It’s no secret. Separation can be messy. After building so much together, there will undoubtedly be emotions and conflict involved. Splitting from a long-term partner is anything but easy and often comes with a multitude of unintended consequences. The goal of mediation is to reduce the conflict and negative outcomes – especially when it comes to children.

Gabor Maté, a world-renowned physician specializing in family practice, childhood development and trauma, says it best with this quote:

Children are a great incentive and impetus for parents to learn about themselves, about each other and about life itself. Unfortunately, much of the learning may occur at their expense.
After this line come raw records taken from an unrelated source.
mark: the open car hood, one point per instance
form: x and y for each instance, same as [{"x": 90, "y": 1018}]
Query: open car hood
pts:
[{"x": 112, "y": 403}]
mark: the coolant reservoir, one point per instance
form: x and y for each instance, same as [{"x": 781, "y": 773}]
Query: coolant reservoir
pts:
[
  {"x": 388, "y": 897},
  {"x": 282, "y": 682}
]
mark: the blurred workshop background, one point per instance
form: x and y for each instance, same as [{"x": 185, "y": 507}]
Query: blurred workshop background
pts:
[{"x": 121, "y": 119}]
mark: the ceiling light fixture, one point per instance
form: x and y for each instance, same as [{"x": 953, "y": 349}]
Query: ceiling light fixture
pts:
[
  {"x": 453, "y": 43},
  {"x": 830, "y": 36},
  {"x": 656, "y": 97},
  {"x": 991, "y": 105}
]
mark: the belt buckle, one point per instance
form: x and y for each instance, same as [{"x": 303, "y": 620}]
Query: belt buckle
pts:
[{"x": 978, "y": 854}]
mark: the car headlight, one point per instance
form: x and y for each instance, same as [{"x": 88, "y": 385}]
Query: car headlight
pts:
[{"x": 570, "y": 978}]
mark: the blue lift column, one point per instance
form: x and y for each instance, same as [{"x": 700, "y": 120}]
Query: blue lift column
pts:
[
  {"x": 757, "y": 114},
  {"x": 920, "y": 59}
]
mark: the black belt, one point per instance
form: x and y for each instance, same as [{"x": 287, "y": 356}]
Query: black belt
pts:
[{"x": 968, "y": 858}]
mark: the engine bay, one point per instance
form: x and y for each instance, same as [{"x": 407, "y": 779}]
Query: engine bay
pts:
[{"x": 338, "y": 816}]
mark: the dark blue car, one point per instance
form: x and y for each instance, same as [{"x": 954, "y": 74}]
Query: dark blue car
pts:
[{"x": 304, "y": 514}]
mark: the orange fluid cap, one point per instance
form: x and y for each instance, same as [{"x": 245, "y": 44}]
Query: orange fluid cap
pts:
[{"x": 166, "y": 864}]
This quote stands out to me. While separation may be a hard experience for all involved, I believe that people can use these experiences to learn more about themselves, their relationships, and often come out on the other side better human beings. Mental health improves. One’s ability to communicate improves. At the end of the day, the outcomes of the separation can improve through mediation.

We know that going through these periods of growth can be traumatic, and negatively impact the children caught in the middle of the conflict. It is hard to understand such complex feelings and emotions as an adult, let alone as a child. That’s why mediation is such an important tool for separating couples. If we do our absolute best to keep children out of the conflict through open communication, collaborative strategies, and a mature mindset we can lessen the negative effects on those we care about most.